By Matt Sedensky
SAN FRANCISCO — The unwanted were turned away from cafeteria tables. Fistfights broke out at karaoke. Dances became breeding grounds for gossip and cruelty.
It became clear this place had a bullying problem on its hands. What many found surprising was that the perpetrators and victims alike were all senior citizens.
Nursing homes, senior centers and housing complexes for the elderly have introduced programs, training and policies aimed at curbing spates of bullying, an issue once thought the exclusive domain of the young.
“There’s the clique system just like everywhere else,” said Betsy Gran, who until recently was assistant director at San Francisco’s 30th Street Senior Center. “It’s like ‘Mean Girls,’ but everyone is 80.”
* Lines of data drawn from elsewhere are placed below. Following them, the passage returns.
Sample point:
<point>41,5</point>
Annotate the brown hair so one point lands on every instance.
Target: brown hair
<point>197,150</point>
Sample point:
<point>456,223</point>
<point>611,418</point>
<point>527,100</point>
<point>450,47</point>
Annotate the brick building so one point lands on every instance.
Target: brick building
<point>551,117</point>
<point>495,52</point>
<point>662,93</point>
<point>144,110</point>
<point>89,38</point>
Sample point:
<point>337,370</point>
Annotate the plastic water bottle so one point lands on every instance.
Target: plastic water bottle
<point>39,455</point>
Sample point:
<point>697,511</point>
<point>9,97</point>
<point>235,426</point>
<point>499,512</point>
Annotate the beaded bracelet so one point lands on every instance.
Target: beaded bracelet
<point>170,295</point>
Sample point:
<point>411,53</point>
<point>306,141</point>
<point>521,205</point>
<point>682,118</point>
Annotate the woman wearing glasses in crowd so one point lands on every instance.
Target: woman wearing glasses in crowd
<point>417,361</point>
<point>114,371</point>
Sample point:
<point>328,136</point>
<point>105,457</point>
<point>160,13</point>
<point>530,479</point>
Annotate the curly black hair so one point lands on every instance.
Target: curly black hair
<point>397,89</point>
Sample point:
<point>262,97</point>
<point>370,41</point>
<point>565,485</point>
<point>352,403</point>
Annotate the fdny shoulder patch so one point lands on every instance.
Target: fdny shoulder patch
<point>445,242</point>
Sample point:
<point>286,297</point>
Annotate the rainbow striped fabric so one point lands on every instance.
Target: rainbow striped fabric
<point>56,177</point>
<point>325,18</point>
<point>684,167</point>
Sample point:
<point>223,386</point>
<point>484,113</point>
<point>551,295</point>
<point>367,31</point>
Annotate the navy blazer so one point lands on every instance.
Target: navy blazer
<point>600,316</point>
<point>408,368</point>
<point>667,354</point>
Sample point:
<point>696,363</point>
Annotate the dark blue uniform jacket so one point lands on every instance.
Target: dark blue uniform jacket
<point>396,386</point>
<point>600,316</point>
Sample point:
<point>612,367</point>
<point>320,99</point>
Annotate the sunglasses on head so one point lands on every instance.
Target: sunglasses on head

After the cafeteria exiles and karaoke brouhahas, the 30th Street Center teamed up with a local nonprofit, the Institute on Aging, to develop an anti-bullying program. All staff members received 18 hours of training that included lessons on what constitutes bullying, causes of the problem and how to manage such conflicts. Seniors were then invited to similar classes, held in English and Spanish, teaching them to alert staff or intervene themselves if they witness bullying. Signs and even place mats around the center now declare it a “Bully Free Zone.”
“I think in the past I would have just stayed out of it,” said Mary Murphy, 86, a retired real estate agent who took the classes. “Now I might be inclined to help.”
Robin Bonifas, a social work professor at Arizona State University and author of the book “Bullying Among Older Adults: How to Recognize and Address an Unseen Epidemic,” said existing studies suggest about 1 in 5 seniors encounters bullying. She sees it as an outgrowth of frustrations characteristic in communal settings, as well a reflection of issues unique to getting older. Many elderly see their independence and sense of control disappear and, for some, becoming a bully can feel like regaining some of that lost power.
“It makes them feel very out of control,” Bonifas said, “and the way they sort of get on top of things and make their name in this new world is intimidating, picking on people, gossiping.”
There is far less recognition of bullying as a problem among seniors compared with young people. Even among those who have been called bullies, many are unaware how problematic their behavior is until it’s labeled. Campaigns around the country have sought to spread the word, including a booklet circulated last year by the National Center for Assisted Living.
“In the life cycle, it doesn’t go away,” said Katherine Arnold, a member of the city Human Rights Commission in St. Louis Park, Minnesota, which created a public service announcement on its community-access station that included a portrayal of a man who was excluded from a card game and became the subject of gossip by other seniors. “There’s really not a lot of escape.”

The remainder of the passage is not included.